German steel market readies for gas shortage

  • : Metals
  • 22/07/27

The German steel market is readying for reduced gas supply in September after Nord Stream 1 throughput was reduced to just 20pc of installed capacity.

After the recent slowdown in Russian gas supply, the German government has said it would prioritise supply to private citizens at the expense of industrial users, if required.

Large steel buyer BMW said it could further reduce gas consumption for a limited time under certain conditions, without "jeopardising supply reliability at its German locations". Any gas shortage would also affect its supplier network, including service centres and tier suppliers. One cold roller has recently implemented an energy surcharge to try to pass on rising costs, and is asking €27/t ($27/t) for cold-rolled material and €65/t for annealed re-rolled material. They are trying to implement the surcharge in a very low demand environment, however.

Mercedez-Benz said it has substituted gas with green electricity and oil where possible, including at its heat and power plants in Germany. It is also trying to move from gas to light heating oil where viable, and is evaluating whether its paintshop can find alternative power away from natural gas in the future.

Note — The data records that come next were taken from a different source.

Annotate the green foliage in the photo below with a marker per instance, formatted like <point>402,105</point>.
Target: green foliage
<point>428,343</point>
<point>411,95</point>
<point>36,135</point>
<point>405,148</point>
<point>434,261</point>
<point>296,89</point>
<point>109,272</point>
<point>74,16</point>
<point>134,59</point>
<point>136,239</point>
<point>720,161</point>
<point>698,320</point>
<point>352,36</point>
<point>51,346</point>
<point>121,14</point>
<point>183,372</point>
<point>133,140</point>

Germany's largest steelmaker, ThyssenKrupp, said it cannot convert its production processes from natural gas to crude oil or coal, and could face shutdowns and technical damage in the event of a gas shortage. It did say it can cope with restricted production "to a certain extent". Mills have more gas self-sufficiency than downstream users, as they can capture gas created during the steel and ironmaking process and re-use it.

The actual impact of higher gas prices on the market remains limited at present. However, conversion costs for turning slab into hot-rolled coil have soared because of higher energy costs. As a result, some mills have prioritised slab rolling and sales over coils, to avoid paying such costly gas prices. HRC producers surveyed by Argus say conversion costs are now €150-170/t, with gas and electricity accounting for around half of this — typically energy is 25-30pc of the conversion costs, two producers said.